Hague confirmed that the United States, Canada, Germany, Spain, France, Italy and Australia were all taking action to expel the diplomats. In Canberra, Australian Foreign Minister Bob Carr said Charge d’Affaires Jawdat Ali, the most senior Syrian diplomat in Australia, is to be expelled along with another diplomat from the Syrian Embassy. He said they were told to leave the country within 72 hours, in response to the massacre in Houla. “This is the most effective way we’ve got of sending a message of revulsion of what has happened in Syria,” Carr said.

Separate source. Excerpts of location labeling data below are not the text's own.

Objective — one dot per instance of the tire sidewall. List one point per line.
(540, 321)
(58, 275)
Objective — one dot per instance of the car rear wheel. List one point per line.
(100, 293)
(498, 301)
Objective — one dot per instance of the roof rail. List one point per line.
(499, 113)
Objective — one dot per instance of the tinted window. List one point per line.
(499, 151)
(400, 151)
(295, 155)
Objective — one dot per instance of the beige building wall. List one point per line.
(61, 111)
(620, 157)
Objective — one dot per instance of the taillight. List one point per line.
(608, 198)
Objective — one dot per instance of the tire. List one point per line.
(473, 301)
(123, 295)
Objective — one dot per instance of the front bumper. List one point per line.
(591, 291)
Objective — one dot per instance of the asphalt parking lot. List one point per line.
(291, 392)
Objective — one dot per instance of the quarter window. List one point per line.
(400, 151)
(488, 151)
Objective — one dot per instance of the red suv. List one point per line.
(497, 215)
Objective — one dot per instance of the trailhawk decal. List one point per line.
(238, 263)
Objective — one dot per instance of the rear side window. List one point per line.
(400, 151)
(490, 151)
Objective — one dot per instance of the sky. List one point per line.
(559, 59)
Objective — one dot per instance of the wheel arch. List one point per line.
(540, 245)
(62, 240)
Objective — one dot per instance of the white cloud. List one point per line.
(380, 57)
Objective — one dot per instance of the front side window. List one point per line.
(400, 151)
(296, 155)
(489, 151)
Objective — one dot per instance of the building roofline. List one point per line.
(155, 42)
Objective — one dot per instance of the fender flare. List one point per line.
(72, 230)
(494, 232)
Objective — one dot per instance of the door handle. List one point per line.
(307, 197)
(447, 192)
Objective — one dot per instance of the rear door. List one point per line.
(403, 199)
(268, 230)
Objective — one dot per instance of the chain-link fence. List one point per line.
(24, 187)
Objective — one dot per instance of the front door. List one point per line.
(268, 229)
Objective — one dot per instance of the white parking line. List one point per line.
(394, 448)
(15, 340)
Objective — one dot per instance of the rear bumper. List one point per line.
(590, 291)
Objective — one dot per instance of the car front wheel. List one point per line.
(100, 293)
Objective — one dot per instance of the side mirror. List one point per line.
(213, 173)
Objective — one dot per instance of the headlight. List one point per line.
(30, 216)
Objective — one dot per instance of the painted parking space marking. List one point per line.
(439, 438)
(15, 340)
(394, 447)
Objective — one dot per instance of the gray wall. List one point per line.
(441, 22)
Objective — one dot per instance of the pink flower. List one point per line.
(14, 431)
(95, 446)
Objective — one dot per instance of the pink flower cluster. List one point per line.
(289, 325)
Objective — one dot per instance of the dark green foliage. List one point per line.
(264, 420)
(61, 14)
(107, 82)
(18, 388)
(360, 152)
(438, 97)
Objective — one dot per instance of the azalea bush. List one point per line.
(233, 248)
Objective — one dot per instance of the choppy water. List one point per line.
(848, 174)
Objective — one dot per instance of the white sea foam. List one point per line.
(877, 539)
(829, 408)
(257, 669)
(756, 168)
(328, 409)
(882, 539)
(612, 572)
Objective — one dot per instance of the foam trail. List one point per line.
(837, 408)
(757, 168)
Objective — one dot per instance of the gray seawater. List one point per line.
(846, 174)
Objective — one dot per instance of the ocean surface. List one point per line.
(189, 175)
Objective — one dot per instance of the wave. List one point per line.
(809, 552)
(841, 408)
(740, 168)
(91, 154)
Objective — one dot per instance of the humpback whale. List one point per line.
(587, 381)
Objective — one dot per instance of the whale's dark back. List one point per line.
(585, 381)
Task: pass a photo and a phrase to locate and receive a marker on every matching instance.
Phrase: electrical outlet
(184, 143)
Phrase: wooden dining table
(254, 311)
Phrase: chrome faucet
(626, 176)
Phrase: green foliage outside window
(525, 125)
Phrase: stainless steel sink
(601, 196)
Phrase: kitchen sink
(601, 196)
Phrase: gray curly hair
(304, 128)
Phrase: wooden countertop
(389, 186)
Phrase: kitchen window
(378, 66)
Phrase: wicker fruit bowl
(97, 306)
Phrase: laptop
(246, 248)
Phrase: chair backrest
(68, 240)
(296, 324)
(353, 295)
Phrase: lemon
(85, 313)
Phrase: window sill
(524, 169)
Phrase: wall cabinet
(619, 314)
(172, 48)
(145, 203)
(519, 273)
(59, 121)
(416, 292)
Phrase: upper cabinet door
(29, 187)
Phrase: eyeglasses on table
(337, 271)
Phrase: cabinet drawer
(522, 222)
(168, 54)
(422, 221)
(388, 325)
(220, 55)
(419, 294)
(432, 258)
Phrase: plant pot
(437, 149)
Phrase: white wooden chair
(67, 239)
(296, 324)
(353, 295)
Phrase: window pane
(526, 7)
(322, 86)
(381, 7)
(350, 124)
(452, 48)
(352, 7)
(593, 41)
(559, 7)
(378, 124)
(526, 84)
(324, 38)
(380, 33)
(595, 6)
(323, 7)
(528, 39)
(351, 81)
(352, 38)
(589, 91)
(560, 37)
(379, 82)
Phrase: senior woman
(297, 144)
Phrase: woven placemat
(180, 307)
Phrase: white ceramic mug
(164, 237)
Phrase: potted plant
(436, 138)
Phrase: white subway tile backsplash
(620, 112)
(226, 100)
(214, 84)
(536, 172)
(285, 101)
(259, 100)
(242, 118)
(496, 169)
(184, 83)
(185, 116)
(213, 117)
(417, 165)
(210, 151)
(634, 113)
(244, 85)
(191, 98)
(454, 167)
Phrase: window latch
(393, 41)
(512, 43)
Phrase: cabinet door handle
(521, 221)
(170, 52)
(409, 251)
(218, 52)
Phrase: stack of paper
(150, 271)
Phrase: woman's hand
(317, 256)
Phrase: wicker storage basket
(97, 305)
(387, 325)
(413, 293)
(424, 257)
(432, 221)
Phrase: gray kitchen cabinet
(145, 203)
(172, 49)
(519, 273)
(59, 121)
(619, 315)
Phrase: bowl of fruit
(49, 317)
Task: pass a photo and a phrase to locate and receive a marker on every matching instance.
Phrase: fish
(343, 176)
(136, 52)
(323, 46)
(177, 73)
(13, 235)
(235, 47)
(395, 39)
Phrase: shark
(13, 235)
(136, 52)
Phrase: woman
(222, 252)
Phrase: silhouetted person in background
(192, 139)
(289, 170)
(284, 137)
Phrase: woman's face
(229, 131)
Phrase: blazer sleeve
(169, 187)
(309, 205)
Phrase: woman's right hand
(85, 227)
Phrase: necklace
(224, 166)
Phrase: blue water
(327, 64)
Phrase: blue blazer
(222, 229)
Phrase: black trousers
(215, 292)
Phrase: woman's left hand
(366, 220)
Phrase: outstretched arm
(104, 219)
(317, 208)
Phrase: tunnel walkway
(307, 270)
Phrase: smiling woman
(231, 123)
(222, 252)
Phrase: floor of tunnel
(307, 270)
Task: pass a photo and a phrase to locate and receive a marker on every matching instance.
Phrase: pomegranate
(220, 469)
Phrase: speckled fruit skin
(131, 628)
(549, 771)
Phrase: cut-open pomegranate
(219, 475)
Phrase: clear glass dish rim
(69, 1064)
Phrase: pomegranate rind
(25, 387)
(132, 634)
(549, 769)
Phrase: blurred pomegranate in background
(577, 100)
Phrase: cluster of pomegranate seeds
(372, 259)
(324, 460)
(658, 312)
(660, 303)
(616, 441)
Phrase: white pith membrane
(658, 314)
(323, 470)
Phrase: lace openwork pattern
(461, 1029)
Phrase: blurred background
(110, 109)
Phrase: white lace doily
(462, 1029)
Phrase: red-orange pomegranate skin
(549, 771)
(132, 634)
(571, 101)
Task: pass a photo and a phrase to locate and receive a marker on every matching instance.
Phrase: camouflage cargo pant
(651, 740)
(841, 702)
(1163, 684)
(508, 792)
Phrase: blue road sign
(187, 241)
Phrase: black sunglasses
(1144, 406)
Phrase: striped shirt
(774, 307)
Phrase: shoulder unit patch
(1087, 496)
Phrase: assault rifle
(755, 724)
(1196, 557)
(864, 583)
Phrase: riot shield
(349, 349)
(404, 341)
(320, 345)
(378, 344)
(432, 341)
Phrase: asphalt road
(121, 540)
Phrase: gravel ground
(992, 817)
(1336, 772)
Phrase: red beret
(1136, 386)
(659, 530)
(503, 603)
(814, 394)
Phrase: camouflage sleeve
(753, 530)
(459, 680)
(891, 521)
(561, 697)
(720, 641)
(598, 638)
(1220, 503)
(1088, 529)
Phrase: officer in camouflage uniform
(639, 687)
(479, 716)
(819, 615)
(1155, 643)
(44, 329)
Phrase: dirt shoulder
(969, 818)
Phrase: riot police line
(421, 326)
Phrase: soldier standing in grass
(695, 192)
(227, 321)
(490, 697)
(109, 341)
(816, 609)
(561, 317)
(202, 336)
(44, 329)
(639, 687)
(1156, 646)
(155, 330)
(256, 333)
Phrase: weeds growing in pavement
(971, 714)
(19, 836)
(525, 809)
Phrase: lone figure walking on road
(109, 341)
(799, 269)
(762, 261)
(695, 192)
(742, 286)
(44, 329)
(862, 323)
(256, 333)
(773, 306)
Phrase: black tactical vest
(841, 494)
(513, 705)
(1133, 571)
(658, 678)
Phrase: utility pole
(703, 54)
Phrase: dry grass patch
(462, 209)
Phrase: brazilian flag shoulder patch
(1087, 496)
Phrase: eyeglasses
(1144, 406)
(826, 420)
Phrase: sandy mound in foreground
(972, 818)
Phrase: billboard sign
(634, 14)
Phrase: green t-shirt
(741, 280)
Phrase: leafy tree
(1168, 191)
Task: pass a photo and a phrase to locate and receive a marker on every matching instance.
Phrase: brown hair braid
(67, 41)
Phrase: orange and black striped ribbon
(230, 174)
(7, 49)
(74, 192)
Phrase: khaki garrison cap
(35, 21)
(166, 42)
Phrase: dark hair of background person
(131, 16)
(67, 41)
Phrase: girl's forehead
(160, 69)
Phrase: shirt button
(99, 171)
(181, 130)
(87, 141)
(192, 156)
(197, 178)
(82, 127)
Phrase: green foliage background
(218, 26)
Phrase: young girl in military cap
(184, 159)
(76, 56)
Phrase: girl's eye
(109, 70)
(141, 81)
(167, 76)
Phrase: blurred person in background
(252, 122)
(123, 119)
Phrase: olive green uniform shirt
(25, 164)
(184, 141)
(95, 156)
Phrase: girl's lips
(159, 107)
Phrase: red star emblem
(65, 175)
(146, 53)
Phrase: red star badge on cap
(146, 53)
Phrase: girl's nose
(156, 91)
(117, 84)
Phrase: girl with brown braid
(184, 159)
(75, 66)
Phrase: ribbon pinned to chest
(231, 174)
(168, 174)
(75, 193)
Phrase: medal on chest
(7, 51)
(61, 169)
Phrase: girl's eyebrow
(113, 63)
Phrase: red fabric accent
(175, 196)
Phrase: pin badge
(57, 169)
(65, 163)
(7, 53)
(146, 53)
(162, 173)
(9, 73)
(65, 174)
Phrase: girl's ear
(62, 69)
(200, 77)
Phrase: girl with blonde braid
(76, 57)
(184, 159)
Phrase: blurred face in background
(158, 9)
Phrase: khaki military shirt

In a statement, he called the killings a “hideous and brutal crime” and said Australia would not engage with the Syrian government unless it abides by a UN cease-fire plan. In Vienna, Foreign Ministry spokesman Nikolaus Lutterotti said the Syrian ambassador is being summoned to the ministry where officials will deliver a very hard protest about the massacre.

When asked if the expulsions were EU-wide, Lutterotti said this had not yet been decided. He said the ambassador to Austria would not be expelled as he holds an additional function as the representative to the UN organizations in Vienna.

The UN estimates 9,000 people have been killed since the uprising began in March 2011.

Hollande said Tuesday that Paris will host a meeting in early July of the so-called Friends of Syria seeking a diplomatic solution to the conflict. The ambassador’s expulsion came amid increasing diplomatic efforts to end the bloodshed in Syria and put pressure on Syrian President Bashar Assad.

Many Syrian opposition figures are based in France, Syria’s onetime colonial ruler.

The Syrian ambassador to Britain left the country in March. The United States and Britain have closed their embassies in Syria.

UN: Most of 108 killed in Syria were executed

The UN’s human rights office on Tuesday added grim new details about the massacre of more than 100 people in a rural area in Syria last week, saying that most of the dead were shot at close range, some of them women and children killed in their homes.

Tehran meanwhile admitted on Sunday that Iranian troops were in Syria to defend the regime that has failed to end the 14-month political crisis in the country and faces a resilient resistance from the opposition.Speaking to Iran’s ISNA news agency, Gen. Ismail Qa’ani, the deputy commander of the Iranian Revolutionary Guards’ Qods Force, said Iran sent troops to Syria to help Assad.

The brutality of the Houla killings, documented in gruesome amateur videos of scores of bodies laid out before burial, sparked widespread international outrage and raised new questions about the ability of an international plan to end 15-months of violence in Syria. The UN said that at least 108 people, including 34 women and 49 children, were killed in an attack that began on Friday and continued through the night on Houla, a group of poor farming villages northwest of the central Syrian city of Homs.

On Tuesday, spokesman Rupert Colville of the UN High Commissioner for Human Rights said UN monitors who visited the area found that fewer than 20 of the dead were killed by artillery fire. The rest appeared to have been shot at close range. “What is very clear is this was an absolutely abominable event that took place in Houla, and at least a substantial part of it was summary executions of civilians, women and children,” he told reporters in Geneva. “At this point, it looks like entire families were shot in their houses.”

Colville said information from UN observers and other sources indicated that many of the victims were killed in the village of Taldaw in two separate incidents. Locals blamed the killings on pro-regime militias known as shabiha, which sometimes act “in concert” with government forces, he said. He said a fuller investigation was needed before he could comment on that, and called on Syria to allow free access to UN investigators. The killings have emerged as a potential turning point in Syria’s conflict, prompting the strongest condemnation yet from Russia, a staunch Syrian ally.

Annan meets Assad

International envoy Kofi Annan met with Syrian President Bashar Assad in Damascus on Tuesday, Syria’s state news agency reported without giving further details. Annan is trying to salvage a peace plan for Syria based on a cease-fire that was supposed to begin on April 12 but has never really taken hold, casting doubt on the rest of the plan.